That was well good im going to try it


----------



## IrishPolishman (Feb 25, 2009)

how many adult roaches did you start with and how long did it take for them to reproduce?


----------



## robc (Feb 25, 2009)

IrishPolishman said:


> how many adult roaches did you start with and how long did it take for them to reproduce?


I started with around 200 and they started producing after a week....I now have well over 1500 - 2000 in 4-6 months!!


----------



## james (Feb 25, 2009)

*Ok Ok*

Welcome to the stone ages. One of these days ROBC will have to teach me this neat YouTube trick. I have been keeping roaches way to long and have tried everything. I use a little different system called the "BUCKET METHOD" I developed one night while staring at the ceiling.
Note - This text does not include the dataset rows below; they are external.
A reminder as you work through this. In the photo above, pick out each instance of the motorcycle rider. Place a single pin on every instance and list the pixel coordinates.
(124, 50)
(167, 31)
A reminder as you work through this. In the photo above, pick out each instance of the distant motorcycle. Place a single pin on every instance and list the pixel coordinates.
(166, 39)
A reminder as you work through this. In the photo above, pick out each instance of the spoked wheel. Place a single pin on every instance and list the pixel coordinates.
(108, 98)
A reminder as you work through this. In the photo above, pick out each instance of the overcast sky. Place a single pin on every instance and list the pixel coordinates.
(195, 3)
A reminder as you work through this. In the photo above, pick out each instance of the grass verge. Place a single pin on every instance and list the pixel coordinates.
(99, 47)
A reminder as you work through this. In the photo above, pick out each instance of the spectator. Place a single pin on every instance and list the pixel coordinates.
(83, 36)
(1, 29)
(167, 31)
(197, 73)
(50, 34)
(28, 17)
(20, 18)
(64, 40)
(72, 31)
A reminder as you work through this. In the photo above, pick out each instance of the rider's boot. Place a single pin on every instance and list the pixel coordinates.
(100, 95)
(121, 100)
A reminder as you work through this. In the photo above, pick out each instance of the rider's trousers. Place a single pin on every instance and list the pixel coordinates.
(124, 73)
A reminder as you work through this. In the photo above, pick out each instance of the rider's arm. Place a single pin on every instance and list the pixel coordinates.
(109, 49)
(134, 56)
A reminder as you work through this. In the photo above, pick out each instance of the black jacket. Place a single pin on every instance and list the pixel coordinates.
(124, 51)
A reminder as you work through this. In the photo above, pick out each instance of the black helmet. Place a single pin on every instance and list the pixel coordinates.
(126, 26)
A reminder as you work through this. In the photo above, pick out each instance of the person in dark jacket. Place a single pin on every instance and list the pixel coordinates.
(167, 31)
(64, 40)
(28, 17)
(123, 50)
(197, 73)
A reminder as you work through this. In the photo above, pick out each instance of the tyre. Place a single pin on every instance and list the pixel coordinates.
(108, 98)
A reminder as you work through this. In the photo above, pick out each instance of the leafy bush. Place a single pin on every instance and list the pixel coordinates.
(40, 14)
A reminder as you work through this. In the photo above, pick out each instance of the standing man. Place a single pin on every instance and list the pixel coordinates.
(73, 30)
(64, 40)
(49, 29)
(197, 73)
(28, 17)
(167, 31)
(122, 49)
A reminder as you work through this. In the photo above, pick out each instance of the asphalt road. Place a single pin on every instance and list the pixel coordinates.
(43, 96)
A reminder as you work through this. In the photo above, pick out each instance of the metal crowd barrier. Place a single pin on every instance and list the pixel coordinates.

I like this system because the adults breed and the babies drop into the bottom so I don't have to disturb the adults. The few that out grow the holes before dropping down replace the older adults. Every few months I replace the egg flats and clean out any expired adults. I typically just drop in water crystals, carrots, apples, and dry food and they do the rest. Once a month a empty the bottom bucket which has about 1/2"-1" of vermiculite and all the babies into seperate buckets for rearing. I didn't get a picture of the lid which I also put screen in. This method works well is very escape proof and easy to manage with little work.


----------



## james (Feb 25, 2009)

*more*

more pics on the bucket system I use now I'm just typing to get to 10 words.


----------



## james (Feb 25, 2009)

*pics*

pics above a little out of order, but the outer bucket has the vermiculite and I cut the vent low to the bottom. The inner bucket has the holes and I cut the vents high to the top.


----------



## Israel2004 (Feb 26, 2009)

Love the idea James.

Someone teach this man how to use Youtube. I'd love to see James roach room.


----------



## james (Feb 26, 2009)

*lol*

Yeah the only problem is unlike ROBCs wife, mine runs in the other direction at the site of any insect. lol I need to have my kids operate the video camera.  
James


----------



## codykrr (Feb 26, 2009)

haha....james dont feel bad.....my wife said she would divorce me if i was to get any more roaches....


----------



## james (Mar 19, 2009)

*no doubt*

I know my wife is going crazy over the amount of T's I have. Oh well I just buy her something nice  and that gives me room to add more stuff!!!! 
James


----------